A new museum has opened its doors to Cambodians who want to learn about their fellow citizens’ experiences of war, civil conflict, and eventual reconciliation.
The Cambodia Peace Gallery, which opened in Battambang City this month, aims to provide a safe space for survivors to reflect on their shared experiences of Cambodia’s wars, and learn more about how to build peace.
The project, developed and run by the Center for Peace and Conflict Studies, an NGO headquartered in Siem Reap, will also provide visitors the opportunity to study successful peace-building strategies and how they can be applied to current conflicts in the region.
Dr. Soth Plai Ngarm, a peace activist and the founder of the museum, said the project would use photographs and other art forms to help visitors interpret conflict through a different lens.
“Art forms that we use are the things that represent both history and positivity. We have plenty of museums that show in-depth suffering of Cambodians, so we instead want to bring an art form that has positive character for young Cambodian leaders of the next generation.”

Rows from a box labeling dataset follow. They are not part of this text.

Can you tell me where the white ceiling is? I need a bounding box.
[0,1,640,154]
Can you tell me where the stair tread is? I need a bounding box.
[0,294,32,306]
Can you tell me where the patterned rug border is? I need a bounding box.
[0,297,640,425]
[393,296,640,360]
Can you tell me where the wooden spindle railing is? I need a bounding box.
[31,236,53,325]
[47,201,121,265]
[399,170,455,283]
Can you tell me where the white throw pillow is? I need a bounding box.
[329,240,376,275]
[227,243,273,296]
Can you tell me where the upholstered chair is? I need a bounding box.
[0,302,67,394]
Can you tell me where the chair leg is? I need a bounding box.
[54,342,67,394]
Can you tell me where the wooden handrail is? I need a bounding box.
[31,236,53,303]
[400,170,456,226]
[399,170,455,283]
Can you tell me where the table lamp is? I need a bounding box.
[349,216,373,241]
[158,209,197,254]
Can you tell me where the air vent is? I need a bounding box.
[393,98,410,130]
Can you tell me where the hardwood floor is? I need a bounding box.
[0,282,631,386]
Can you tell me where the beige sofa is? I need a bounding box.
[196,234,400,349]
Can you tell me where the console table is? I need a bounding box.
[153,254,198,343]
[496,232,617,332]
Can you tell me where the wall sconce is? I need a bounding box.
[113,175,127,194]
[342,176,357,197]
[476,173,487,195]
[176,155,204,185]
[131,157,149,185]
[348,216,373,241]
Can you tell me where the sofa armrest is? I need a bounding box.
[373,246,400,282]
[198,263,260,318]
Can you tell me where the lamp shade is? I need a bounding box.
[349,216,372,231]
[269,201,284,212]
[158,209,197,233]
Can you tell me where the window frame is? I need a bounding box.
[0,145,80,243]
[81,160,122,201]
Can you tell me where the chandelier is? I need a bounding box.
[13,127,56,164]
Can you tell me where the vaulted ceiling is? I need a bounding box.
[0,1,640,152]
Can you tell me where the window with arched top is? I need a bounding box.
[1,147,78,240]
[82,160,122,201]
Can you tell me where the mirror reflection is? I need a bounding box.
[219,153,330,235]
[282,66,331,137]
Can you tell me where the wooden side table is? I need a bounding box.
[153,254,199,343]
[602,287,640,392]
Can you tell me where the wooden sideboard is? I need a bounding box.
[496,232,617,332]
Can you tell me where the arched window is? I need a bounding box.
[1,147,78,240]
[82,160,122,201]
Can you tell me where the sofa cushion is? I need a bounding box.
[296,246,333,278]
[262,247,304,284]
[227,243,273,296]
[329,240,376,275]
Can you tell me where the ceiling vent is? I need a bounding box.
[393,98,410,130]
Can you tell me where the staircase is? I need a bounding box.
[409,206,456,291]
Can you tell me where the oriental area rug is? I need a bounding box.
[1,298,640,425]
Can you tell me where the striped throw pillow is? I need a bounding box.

Dr. Soth believes that there is still work to be done to heal the collective trauma suffered by the Cambodian people. The country witnessed decades of conflict in the 20th century, including civil unrest in the 1950s and ’60s, U.S. carpet-bombing of the countryside in the late 1960s and early 1970s, and an increasingly devastating civil war from 1970 to 1975.
Most catastrophically, the radical Communist Khmer Rouge took over the country in April 1975 and killed as many as 2.2 million people. Although they were ousted in 1979, remnants of the Khmer Rouge continued to wage war against the government in Phnom Penh for nearly two decades.
“People from my period were radicalized,” said Dr. Soth, who is now 55 and lived through the Khmer Rouge regime as a young teenager. “When we joined groups, not for any political reason, but rather to seek food, we were trapped. These groups created their own identity, which never really existed.”
“When war ended and we lived together again, these identities make us suspect each other, even if we are friends and neighbors. Therefore, reconciliation is very important for young people. If reconciliation is not done right, the divide will infect later generations.”
(See photogallery of the Cambodia Peace Gallery below)
The museum currently features a photo gallery divided into three sections. The first deals with the end of Cambodia’s civil war and the peace negotiations in the early 1990s. A second area is devoted to the ensuing period of recovery and reconstruction, as well as demining efforts. A third section displays portraits of people who lived through the war, survived, and lived to help promote reconciliation.
Future plans for the museum, which is free but asks for a suggested donation of $2.50 for Cambodians and $10 for foreign visitors, include creating a meditation garden and various educational programs.
Angela Corcoran, the Australian ambassador to Cambodia, was among the guests who attended the opening of the new museum on October 23.
She said that Australia was providing financial support to the Peace Gallery because it believed in the institution’s mission.
“We do think that continuing dialogue and having a place where people can have a dialogue about peace is very important—where people can talk about difficult things in a non-confrontational way, in a way that allows for disagreement, but also in a respectful way,” she said.
Chey Sophann, 21, a university student who also attended the event, said it was important for the young to learn about the horrors of war, but also the efforts that were taking place to reconcile old differences.
“As a young Cambodian, I want to see my country grow, have peace and to prevent what happened to us before from happening again,” he said.
For Dr. Soth, the establishment of the Peace Gallery marks a significant chapter in both his personal life and the lives of many Cambodians.
“When I do this work, it heals my past,” he said. “I don’t have much sorrow because I use the past as motivation to produce things instead. When I can no longer do anything as I get older, at least I am happy with what I leave behind.”